The Large ALICE I used at the Patrol Class
I carried my battle belt (25lb) plus a large ALICE packed with sleeping bag and snivel gear, plus an extra ammo load and rations for 3 or 4 days. It came in at 50 lb. When you are in a patrol base it is not camping. The outside pouches on the ALICE make it helpful to get to gear such as food and stoves without going into the main compartment. As a ruck it has sufficient capacity to easily stuff crap back into in the dark. I carry my sleeping bags in the bivvy bag and free from the stuff sack. This means that the whole thing can be stuffed back into the ruck in a hurry. It fills the available volume and can be compressed when you load other stuff into the ruck.

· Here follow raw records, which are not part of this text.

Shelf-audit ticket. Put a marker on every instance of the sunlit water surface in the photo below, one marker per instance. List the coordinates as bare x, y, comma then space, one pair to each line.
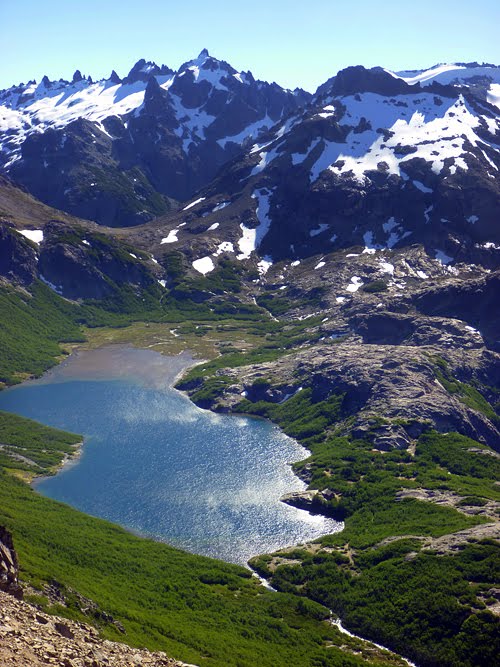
158, 465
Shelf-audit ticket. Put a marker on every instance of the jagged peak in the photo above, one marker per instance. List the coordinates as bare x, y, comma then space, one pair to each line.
114, 78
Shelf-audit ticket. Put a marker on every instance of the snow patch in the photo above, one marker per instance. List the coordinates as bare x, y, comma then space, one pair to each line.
355, 284
203, 265
264, 265
386, 267
225, 246
442, 257
252, 238
318, 230
423, 188
197, 201
171, 238
35, 235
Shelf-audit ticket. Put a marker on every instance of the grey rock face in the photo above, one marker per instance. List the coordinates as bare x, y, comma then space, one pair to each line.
9, 566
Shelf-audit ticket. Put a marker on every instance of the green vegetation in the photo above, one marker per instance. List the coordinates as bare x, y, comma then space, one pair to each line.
194, 608
424, 605
32, 447
299, 416
32, 327
130, 189
375, 286
427, 605
465, 393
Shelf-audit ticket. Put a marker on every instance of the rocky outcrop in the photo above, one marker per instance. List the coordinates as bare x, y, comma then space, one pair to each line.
123, 168
30, 638
18, 258
9, 566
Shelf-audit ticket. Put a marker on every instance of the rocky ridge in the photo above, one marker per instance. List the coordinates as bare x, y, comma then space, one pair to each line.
31, 637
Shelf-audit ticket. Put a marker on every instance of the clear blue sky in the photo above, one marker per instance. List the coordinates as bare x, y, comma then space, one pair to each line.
292, 43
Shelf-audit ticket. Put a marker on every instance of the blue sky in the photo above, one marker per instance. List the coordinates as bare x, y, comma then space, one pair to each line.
292, 43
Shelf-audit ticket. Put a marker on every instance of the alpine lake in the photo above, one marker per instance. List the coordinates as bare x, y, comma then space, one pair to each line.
161, 467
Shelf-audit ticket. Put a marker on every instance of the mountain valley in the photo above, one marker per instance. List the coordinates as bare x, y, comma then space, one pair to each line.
335, 260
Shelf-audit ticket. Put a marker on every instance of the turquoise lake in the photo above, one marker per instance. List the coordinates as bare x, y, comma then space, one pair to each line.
161, 467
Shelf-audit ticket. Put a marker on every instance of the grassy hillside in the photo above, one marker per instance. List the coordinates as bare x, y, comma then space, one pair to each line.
146, 593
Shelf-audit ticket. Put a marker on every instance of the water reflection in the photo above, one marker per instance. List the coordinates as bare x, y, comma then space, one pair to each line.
160, 466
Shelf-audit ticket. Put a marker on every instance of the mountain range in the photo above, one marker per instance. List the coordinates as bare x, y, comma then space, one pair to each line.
356, 228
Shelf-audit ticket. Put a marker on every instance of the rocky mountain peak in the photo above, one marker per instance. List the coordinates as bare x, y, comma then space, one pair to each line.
359, 79
114, 78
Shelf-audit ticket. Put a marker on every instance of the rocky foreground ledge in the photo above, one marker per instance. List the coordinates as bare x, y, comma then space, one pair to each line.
29, 638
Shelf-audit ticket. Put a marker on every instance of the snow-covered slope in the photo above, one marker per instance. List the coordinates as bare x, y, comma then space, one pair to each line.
483, 79
177, 128
378, 164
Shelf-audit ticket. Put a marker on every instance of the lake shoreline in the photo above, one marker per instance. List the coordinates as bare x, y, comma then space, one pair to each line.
257, 474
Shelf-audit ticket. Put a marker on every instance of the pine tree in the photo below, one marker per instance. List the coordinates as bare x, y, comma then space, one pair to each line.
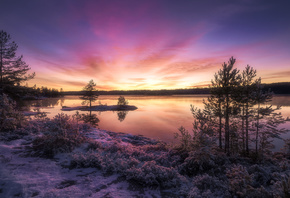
90, 94
13, 70
224, 85
245, 98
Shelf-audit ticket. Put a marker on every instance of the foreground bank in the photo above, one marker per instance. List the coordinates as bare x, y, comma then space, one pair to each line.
61, 158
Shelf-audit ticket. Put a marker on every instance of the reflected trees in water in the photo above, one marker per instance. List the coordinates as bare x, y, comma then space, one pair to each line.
122, 115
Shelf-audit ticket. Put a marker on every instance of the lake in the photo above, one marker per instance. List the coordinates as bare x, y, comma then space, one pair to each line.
157, 117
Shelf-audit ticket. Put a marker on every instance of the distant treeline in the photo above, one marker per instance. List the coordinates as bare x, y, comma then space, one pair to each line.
277, 88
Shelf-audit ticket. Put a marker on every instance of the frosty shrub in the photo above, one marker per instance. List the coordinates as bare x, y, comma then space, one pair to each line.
197, 162
208, 186
151, 174
261, 176
60, 135
10, 118
281, 188
240, 183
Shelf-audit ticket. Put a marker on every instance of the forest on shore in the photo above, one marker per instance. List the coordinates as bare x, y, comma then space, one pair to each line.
228, 152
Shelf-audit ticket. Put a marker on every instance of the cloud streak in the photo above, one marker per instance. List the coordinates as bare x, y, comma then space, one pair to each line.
149, 44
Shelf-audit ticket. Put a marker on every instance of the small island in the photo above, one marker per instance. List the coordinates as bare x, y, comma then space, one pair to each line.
101, 108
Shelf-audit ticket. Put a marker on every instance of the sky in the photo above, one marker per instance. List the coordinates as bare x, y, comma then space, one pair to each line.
147, 44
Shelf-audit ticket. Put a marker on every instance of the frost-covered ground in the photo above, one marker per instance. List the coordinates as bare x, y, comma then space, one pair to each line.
24, 176
112, 164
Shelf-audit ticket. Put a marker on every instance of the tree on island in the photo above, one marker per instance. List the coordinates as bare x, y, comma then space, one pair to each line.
90, 94
237, 113
122, 101
13, 70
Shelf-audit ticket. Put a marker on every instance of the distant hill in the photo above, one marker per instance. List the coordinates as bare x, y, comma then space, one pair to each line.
277, 88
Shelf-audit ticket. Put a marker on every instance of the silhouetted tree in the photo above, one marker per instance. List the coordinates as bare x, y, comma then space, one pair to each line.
223, 86
122, 101
122, 115
13, 70
90, 94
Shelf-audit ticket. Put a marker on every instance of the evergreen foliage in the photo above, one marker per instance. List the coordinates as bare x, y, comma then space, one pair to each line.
90, 94
13, 70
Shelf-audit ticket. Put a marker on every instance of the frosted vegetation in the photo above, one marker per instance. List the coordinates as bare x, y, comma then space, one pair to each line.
195, 167
227, 154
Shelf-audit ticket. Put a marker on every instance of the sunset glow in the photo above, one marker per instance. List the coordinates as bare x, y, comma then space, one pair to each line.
128, 45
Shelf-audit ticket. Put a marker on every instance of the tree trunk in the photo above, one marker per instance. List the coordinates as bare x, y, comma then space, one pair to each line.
227, 127
243, 128
220, 126
257, 130
247, 128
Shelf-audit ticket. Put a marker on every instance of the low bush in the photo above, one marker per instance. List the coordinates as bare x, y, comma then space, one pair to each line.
60, 135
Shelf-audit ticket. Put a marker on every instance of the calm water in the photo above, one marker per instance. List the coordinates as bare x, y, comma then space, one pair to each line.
157, 117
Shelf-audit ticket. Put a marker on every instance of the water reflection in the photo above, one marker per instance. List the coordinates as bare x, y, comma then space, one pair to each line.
157, 117
90, 118
122, 115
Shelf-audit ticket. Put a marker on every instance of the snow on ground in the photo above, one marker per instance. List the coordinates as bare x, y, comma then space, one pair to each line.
24, 176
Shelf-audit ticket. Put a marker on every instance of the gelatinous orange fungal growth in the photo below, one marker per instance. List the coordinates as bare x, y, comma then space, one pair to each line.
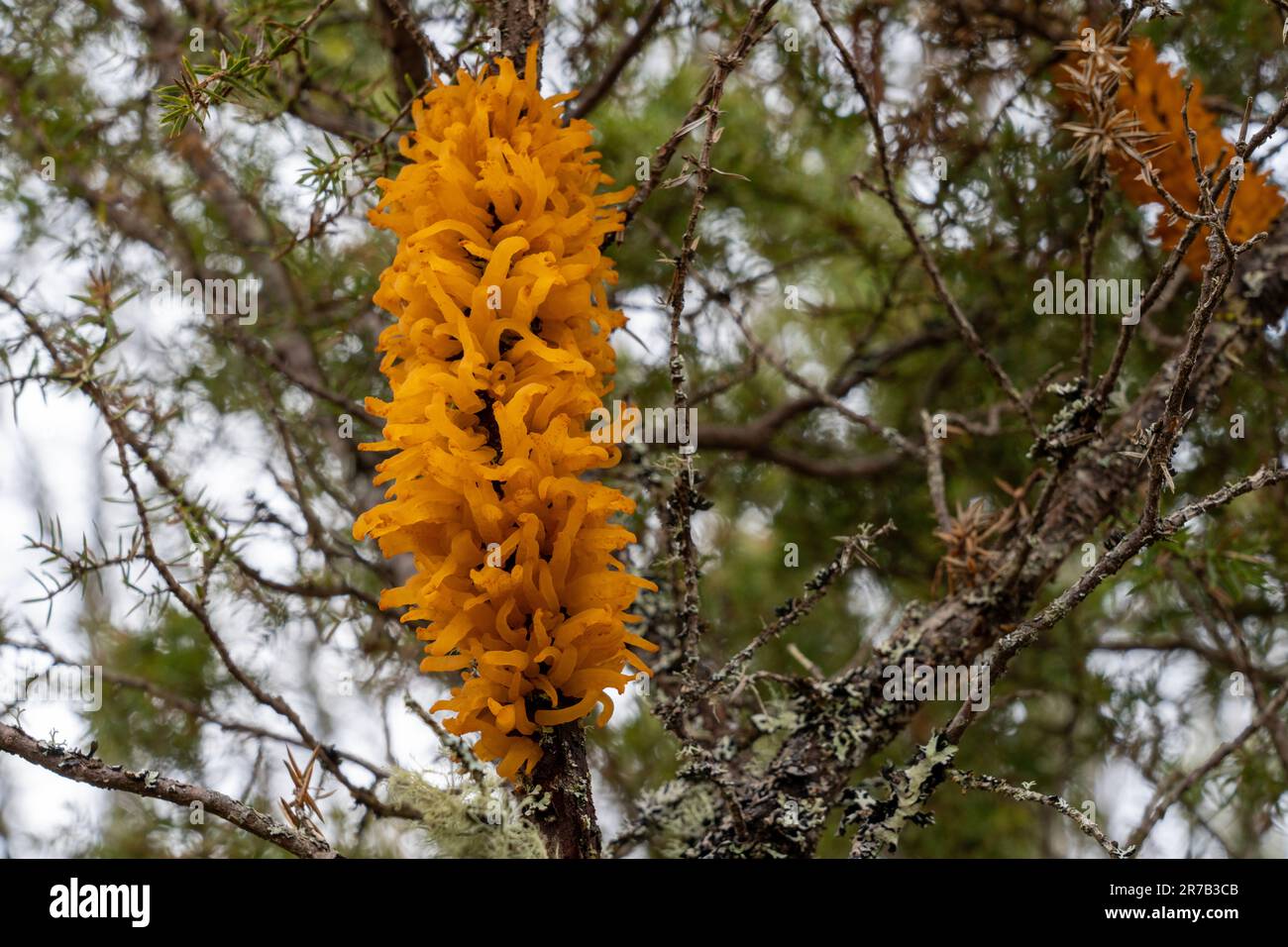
1157, 95
497, 357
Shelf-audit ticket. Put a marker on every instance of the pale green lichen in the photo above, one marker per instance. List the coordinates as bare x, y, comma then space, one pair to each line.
468, 821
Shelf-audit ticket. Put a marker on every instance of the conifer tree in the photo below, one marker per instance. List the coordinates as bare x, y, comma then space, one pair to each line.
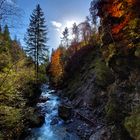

So if we go back to the iron triangle of PT vs. weight vs. gear you need, it becomes evident that there needs to be both a balance and a bit of creative thinking. I can’t tell you how you may end up operating post-SHTF. If you are heading out from your base to conduct patrol operations you need to be as light as possible while carrying a suitable mission oriented sustainment load in your battle belt and in your patrol pack/ruck. You are going to be unable to live for weeks at a time in the woods without resupply. So rather than think about hugely heavy rucks that you may not be able to carry, think about moving your supplies in by other means. Think about vehicles, horses, mules, deer carts, bicycles, ATV’s and the like. You can move gear up to the vicinity of the patrol base you are going to use, and either stack it in the base or have it cached somewhere in waterproof containers.
Unless you have the physical strength, you will be unable to carry huge loads. Even if you can carry it, you will move slower and be more vulnerable to enemy contact. We are not aiming to reproduce an overburdened big .mil infantry soldier here. On the one hand, FreeFor infantry operations are hard graft and you need the basic ability and mental strength to carry a decent fighting load. On the other hand, huge rucks are not the way forward.